The Battle Royal was *supposed* to use the same shirts, but that part of the competition was changed.

Printing on different materials changes the end result of the print. This is why I clarified this.


----------



## spiderx1 (Oct 12, 2009)

The photo comparison between Neoflex and Mod 1 print is an example of how important it is to have software and extensive profiling matched to the printer. I saw similar results when having a photo done on a Neoflex and a Viper by DTG. The Neo was done with no tweaking just load and print the Viper was attempted several times and after an hour still was not there. The Mod is a 1800/1900 based machine the Neo is a 4880 based machine but the Viper is a 4880 as well. All good machines, just you have to look at the entire package printer, software, support. Hardware refinements such as drive system etc. But back to the feel in many cases the software will make a big difference in the hand by the way it handles the under basing. I do agree with Kevin in that the shirt can make a diff but usually I see that diff in the washability after extensive washing not in initial printing assuming all a good quality 100% cotton shirt. But we all know Peter had MAGIC shirts! LOL. Hard to beat magic. Sorry got off track I am going to tap out with Carla.


----------



## kevrokr (Feb 26, 2007)

I've seen and printed on those shirts, and they print nicely. Shirts that have a nice knit and ring spun cotton will have a softer feel and a more appealing print. I dunno what the machines or color profiling have to do with the feel of the print, but having control of the density of the base layer will affect the feel. I think a huge variable on how the print looks and feels has most to do with garment. A customer of ours prints on very soft 60/40 blends to get a nice vintage look and feel. Those shirts are top of my rotation because of the feel.


----------



## JohnL (Nov 23, 2010)

When you take into account the feel of a dtg printed garment all factors need to be considered. Pretreatment, type of ink, ink volume, garment type. All of these will change how your garment feels when printed. 

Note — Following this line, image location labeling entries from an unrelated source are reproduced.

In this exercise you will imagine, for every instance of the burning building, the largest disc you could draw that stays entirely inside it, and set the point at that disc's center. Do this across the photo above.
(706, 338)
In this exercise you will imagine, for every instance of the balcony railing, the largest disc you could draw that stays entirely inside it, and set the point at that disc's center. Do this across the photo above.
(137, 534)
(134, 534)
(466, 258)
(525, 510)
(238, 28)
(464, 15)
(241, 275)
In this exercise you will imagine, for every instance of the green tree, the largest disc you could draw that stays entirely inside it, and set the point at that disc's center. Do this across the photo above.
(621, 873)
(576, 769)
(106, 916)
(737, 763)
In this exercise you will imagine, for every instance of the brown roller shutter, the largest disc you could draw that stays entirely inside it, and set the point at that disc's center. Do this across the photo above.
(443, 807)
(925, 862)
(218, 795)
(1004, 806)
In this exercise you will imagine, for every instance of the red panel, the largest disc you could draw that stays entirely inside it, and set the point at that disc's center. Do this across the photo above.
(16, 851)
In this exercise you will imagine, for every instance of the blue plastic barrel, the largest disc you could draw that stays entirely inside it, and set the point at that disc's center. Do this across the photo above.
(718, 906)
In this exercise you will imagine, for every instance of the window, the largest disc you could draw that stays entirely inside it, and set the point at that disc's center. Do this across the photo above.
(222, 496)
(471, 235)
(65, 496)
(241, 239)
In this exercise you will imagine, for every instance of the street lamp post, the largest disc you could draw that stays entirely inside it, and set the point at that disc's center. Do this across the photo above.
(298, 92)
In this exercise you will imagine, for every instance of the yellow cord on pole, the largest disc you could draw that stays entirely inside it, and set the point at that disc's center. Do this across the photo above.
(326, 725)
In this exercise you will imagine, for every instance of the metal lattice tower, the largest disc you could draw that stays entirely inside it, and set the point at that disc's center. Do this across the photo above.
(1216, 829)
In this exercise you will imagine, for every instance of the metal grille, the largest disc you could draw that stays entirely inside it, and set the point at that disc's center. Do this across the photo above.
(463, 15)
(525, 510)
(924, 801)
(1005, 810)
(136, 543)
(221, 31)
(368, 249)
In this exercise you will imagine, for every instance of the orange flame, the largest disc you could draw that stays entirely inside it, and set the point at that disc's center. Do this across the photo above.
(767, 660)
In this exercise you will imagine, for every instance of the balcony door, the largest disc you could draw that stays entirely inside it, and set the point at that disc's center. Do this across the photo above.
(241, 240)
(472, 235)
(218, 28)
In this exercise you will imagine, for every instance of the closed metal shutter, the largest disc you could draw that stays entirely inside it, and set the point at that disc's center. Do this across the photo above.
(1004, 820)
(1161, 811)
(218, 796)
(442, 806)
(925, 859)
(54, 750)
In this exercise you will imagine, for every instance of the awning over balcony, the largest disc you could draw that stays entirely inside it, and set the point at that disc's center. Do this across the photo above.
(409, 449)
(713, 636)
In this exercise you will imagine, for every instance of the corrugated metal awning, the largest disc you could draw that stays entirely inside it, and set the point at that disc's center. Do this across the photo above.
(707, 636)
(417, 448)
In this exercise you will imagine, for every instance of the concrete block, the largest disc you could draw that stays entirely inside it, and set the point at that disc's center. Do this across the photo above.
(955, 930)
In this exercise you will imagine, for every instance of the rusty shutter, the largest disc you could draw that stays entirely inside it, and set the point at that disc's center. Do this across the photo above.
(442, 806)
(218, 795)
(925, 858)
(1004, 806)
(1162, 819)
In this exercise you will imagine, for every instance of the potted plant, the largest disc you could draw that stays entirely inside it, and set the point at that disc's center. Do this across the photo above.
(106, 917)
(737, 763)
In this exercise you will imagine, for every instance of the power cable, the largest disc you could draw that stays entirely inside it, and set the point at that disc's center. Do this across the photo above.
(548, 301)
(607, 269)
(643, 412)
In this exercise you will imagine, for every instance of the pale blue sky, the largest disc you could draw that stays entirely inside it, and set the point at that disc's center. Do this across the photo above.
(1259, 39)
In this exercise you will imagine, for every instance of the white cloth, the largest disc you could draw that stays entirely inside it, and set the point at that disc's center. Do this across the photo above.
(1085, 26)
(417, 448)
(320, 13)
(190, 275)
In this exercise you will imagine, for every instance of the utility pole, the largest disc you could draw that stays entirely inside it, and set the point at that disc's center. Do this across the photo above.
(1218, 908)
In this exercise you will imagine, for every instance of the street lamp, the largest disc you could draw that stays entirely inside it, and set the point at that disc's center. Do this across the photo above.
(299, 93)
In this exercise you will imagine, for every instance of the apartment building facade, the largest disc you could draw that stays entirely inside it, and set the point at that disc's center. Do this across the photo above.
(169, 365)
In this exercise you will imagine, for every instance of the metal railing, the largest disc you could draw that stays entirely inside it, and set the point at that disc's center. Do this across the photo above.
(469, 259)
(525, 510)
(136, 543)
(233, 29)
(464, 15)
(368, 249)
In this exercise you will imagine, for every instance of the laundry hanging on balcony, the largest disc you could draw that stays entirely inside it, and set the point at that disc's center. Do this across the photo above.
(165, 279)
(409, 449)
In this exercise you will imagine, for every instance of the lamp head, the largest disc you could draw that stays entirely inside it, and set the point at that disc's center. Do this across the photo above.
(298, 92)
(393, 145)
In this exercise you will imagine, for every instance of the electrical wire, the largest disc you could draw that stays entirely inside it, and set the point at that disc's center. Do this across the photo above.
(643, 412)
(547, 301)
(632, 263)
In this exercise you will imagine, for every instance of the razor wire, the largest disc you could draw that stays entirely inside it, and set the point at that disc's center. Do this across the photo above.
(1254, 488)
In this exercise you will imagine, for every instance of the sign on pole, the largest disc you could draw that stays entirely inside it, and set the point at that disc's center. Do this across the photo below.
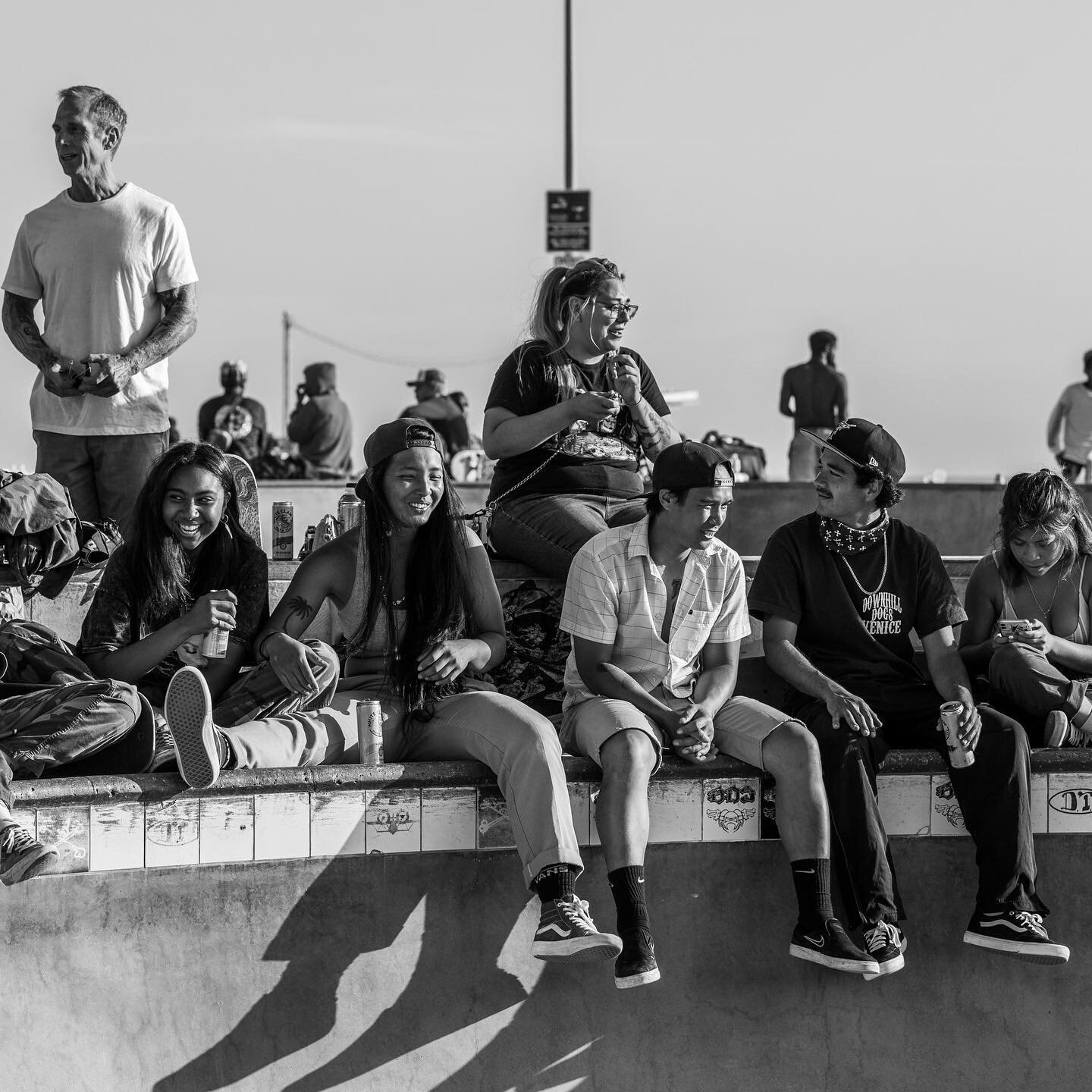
(568, 220)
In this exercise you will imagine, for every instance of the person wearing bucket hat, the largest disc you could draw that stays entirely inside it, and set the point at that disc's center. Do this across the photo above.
(570, 415)
(322, 424)
(442, 412)
(414, 593)
(657, 610)
(233, 419)
(840, 591)
(814, 394)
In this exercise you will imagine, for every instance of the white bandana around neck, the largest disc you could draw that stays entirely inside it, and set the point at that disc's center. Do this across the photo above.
(841, 538)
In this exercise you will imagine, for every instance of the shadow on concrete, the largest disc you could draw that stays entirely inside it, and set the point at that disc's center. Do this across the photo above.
(362, 905)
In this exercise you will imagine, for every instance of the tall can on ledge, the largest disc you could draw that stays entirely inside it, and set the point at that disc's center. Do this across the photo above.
(283, 536)
(350, 509)
(369, 732)
(960, 756)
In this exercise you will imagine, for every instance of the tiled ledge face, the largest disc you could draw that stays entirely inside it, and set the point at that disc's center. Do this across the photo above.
(105, 834)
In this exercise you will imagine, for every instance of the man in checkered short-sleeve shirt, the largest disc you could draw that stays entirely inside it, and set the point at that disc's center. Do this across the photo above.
(657, 610)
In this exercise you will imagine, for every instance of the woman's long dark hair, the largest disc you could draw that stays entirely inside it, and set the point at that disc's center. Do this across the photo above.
(438, 596)
(1043, 500)
(560, 297)
(165, 579)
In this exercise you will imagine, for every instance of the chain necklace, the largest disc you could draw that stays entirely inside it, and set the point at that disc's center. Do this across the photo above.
(863, 590)
(1049, 607)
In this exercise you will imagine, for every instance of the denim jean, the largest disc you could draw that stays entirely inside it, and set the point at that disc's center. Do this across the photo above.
(103, 474)
(993, 795)
(1027, 686)
(49, 726)
(545, 530)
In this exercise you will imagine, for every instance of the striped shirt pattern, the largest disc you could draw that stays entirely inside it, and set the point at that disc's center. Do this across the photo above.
(615, 595)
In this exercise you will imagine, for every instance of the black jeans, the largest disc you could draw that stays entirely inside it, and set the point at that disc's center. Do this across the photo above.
(993, 795)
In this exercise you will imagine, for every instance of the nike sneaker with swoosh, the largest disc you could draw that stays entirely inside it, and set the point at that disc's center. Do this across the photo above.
(828, 945)
(566, 932)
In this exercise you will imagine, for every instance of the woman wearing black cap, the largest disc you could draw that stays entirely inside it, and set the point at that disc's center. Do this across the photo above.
(415, 596)
(569, 416)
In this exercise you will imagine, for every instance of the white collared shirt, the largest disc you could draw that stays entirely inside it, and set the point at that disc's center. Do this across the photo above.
(616, 595)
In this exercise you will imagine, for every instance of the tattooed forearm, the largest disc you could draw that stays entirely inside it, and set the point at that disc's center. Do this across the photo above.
(22, 329)
(174, 329)
(652, 431)
(300, 607)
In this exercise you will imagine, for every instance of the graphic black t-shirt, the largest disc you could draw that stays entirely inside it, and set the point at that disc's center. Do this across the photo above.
(855, 629)
(585, 458)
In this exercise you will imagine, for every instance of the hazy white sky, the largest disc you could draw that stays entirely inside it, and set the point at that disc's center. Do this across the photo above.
(912, 179)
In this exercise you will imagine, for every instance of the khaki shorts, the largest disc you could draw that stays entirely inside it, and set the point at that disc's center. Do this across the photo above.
(739, 729)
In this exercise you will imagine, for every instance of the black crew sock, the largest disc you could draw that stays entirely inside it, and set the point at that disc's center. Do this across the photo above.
(811, 880)
(556, 881)
(627, 886)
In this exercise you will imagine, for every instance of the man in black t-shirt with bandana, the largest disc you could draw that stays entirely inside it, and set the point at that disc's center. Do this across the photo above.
(839, 591)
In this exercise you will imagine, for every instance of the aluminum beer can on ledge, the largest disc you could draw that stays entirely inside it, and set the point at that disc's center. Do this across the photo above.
(214, 645)
(959, 755)
(283, 534)
(369, 732)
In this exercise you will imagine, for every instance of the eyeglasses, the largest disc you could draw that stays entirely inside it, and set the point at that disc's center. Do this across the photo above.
(616, 307)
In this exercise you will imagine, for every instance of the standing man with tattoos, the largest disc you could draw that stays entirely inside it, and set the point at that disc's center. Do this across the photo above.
(111, 267)
(569, 416)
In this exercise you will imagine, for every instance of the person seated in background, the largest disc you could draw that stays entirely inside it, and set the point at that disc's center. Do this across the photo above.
(1029, 603)
(231, 421)
(569, 416)
(664, 602)
(839, 592)
(441, 411)
(416, 598)
(322, 425)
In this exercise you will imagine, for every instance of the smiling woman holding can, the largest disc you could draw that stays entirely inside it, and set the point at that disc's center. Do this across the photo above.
(569, 416)
(416, 600)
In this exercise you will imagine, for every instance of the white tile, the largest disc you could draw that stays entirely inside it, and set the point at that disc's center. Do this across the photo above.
(117, 836)
(494, 827)
(905, 804)
(171, 833)
(1069, 804)
(67, 828)
(337, 827)
(580, 805)
(946, 818)
(730, 809)
(1040, 792)
(675, 811)
(282, 826)
(228, 829)
(394, 821)
(448, 819)
(27, 818)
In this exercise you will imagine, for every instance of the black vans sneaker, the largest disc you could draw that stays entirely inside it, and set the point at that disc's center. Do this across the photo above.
(828, 945)
(886, 943)
(1015, 933)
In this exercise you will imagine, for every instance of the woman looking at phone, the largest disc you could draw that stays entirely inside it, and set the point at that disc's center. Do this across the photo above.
(1029, 610)
(570, 413)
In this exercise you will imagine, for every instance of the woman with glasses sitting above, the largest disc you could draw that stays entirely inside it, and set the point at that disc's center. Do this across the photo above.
(569, 415)
(1029, 605)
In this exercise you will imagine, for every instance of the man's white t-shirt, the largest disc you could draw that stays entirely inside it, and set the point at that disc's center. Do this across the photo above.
(1075, 412)
(96, 267)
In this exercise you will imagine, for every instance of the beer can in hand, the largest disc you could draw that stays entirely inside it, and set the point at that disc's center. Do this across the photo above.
(214, 643)
(369, 732)
(959, 755)
(283, 533)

Kev is absolutely correct the knit of a garment will effect the feel of a print. A tighter knit is usually indicative of using less pretreatment as well as less ink to get the desired result, thus leading to a softer feel. 

I do have to disagree on a few points about how the profiling will not change the feel. If profiled correctly you will be using the minimal amount of white to achieve a specific color innately leading to a softer feel without sacrificing color accuracy. I've seen too many prints that were oversaturated with ink leading to a very thick feel.

In conclusion they all tie together somehow each characteristic affects the next. Does it help to have a decent garment? Of course, but not if you neglect the rest.

*Edit: I forgot to mention pressure of heat press.*


----------